T cells activated with 100IU/ml IL-2 and anti-CD3/CD28 were co-cultured with mMDSCs (CD11b⁺Ly6G^-Ly6C⁺), gMDSCs (CD11b⁺Ly6G⁺Ly6C^-), nonMDSCs (CD11b⁺Ly6G^-Ly6C^-). T cells and myeloid co-cultures were treated daily with 100 µM baclofen. Representative histograms depicting proliferation rate of T cells (left), and graphs showing the frequency of proliferating T cells (right) for a) female, and b) male samples. Mean + SEM combined from n=4–5 samples; *p<0.05 as determined by ratio paired t-test. T cells and myeloid cell cocultures were treated with baclofen daily and/or 1mM aminoguanidine once. Representative histograms depicting proliferation rate of T cells (left), and graphs showing the frequency of proliferating T cells (right) for c) females and d) males, n=5, *p<0.05 as determine by paired t-test. e) Female and male C57BL/6 mice were intracranially injected with 30,000 (females) and 20,000 (males) SB28 cells. NSG mice were orthotopically implanted with 10,000 SB28 cells. 7 days post-tumor implantation mice were intraperitoneally injected with 2 mg/kg baclofen or vehicle following a 5-days-on-2-day-off schedule. Kaplan-Meier curves depicting median survival span of female (left) and male (right) f) C57BL/6 mice (data combined from two independent experiments), and g) NSG mice treated with vehicle versus baclofen. h) Female and male C57BL/6 mice were intracranially injected with 30,000 (females) and 20,000 (males) SB28 cells. 7 days post-tumor implantation mice were intraperitoneally injected with 2 mg/kg baclofen and/or 100 mg/kg aminoguanidine following a 5-days-on-2-day-off schedule. Kaplan-Meier curves depicting median survival span of i) female and j) male mice treated with aminoguanidine alone (left) or baclofen plus aminoguanidine (right). Data were combined from two independent experiments. * p<0.05 based on the log-rank test.
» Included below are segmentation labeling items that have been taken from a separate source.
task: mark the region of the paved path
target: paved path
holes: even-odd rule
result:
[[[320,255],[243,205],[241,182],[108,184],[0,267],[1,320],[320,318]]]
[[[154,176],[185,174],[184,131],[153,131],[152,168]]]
Figure 4:. Modulation of GABBR signaling impacts GBM survival in females highlighting its clinical relevance.

Kaplan-Meier curves depicting survival of a) female and b) male patients with primary GBM on gabapentin/pregabalin versus the control cohort. p<0.05 as determined by log-rank test. c) Female and male C57BL/6 mice were intracranially implanted with 30,000 (females) and 20,000 (males) SB28. NSG mice were implanted with 10,000 SB28. 7 days post-tumor implantation mice were intraperitoneally injected 4 mg/kg CGP 35348 or vehicle following a 5-days-on-2-day-off schedule. Kaplan-Meier curves depicting median survival span of female (left) and male (right) d) C57BL/6 mice (data were combined from two independent experiments), and e) NSG mice. * p<0.05 as determined by log-rank test. f) Schematics illustrating the timeline for the analysis of the immune landscape following CGP 35348 treatment of SB28-bearing male and female mice. g) The percentage of tumor-infiltrating CD45+ cells, and the relative frequency of h) NOS2+ gMDSCs from tumors, i) NOS2+ mMDSCs from tumors, j) NOS2+ macrophages from tumors of vehicle or CGP 35348 treated mice (n=13–15). Data shown from individual animals, combined from three independent experiments. *p<0.05 determined by unpaired t-test.

Figure 5:. GABA-GABBR axis promotes NOS2-mediated GBM in females.

Proposed model depicting the effect of GABA in the female GBM microenvironment. Model created with biorender.